The English version loses large parts of this innovative effect. Its design is standard, and the book is shorter and has fewer illustrations (see the English cover). The British Mandate urban maps, which in the Hebrew edition extend over several pages, disappear completely from the English edition. The impressive German air force aerial photographs from WWI appear only once (62), in a smaller size, thereby diminishing the dialogue between text and image.

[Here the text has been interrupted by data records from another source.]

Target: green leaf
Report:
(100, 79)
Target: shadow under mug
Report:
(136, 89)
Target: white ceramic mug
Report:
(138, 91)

These differences notwithstanding, the English edition is an important contribution to scholars interested in the general and urban history of Israel/Palestine as well as the landscape of Israeli critical discourse. It brings Rotbard’s honest, rigorous, and thoughtful exploration of his city of residence to the attention of English-speaking readers, making available to them a highly original work that, at least during the ten years since its publication in Hebrew, has enjoyed a continuing impact.

notes

1 “White City of Tel Aviv—the Modern Movement,” UNESCO, http://whc.unesco.org/en/list/1096.
2 The years straddling the centennial in 2009 were characterized by a surge of books celebrating Tel Aviv’s Hebrew urban heritage. See, for instance, Maoz Azaryahu, Tel Aviv: Mythography of a City (Syracuse, NY: Syracuse University Press, 2006); Anat Helman, Young Tel Aviv: A Tale of Two Cities (Boston: Brandeis University Press, 2010). A more reserved approach is found in Nathan Marom, City of Concept: Planning Tel Aviv (Tel Aviv: Babel, 2010).
3 See, for example, Zvi Efrat, Ha-proyekt ha-Yisraeli: Beniya ve-adrikhalut 1948–1973 [The Israeli project: Building and architecture 1948–1973] (Tel Aviv: Tel Aviv Museum of Art, 2004), another immediate part of the canon, which is still awaiting translation into English. An important landmark is the special volume of Teoriya u-bikoret [Theory and criticism], vol. 16, Merhav, adama, bayit [Space, land, home] (Spring 2000), which explores Israeli spatiality through a variety of disciplinary perspectives.
4 On Jaffa, see Mark LeVine, Overthrowing Geography: Jaffa, Tel Aviv, and the Struggle for Palestine, 1880–1948 (Berkeley: University of California Press, 2005); Haim Hazan and Daniel Monterescu, Ir bein arbayim: Leumiyut mizdakenet be-Yafo [A town at sundown: Aging nationalism in Jaffa] (Jerusalem: Van Leer Jerusalem Institute and Hakibbutz Hameuchad, 2011).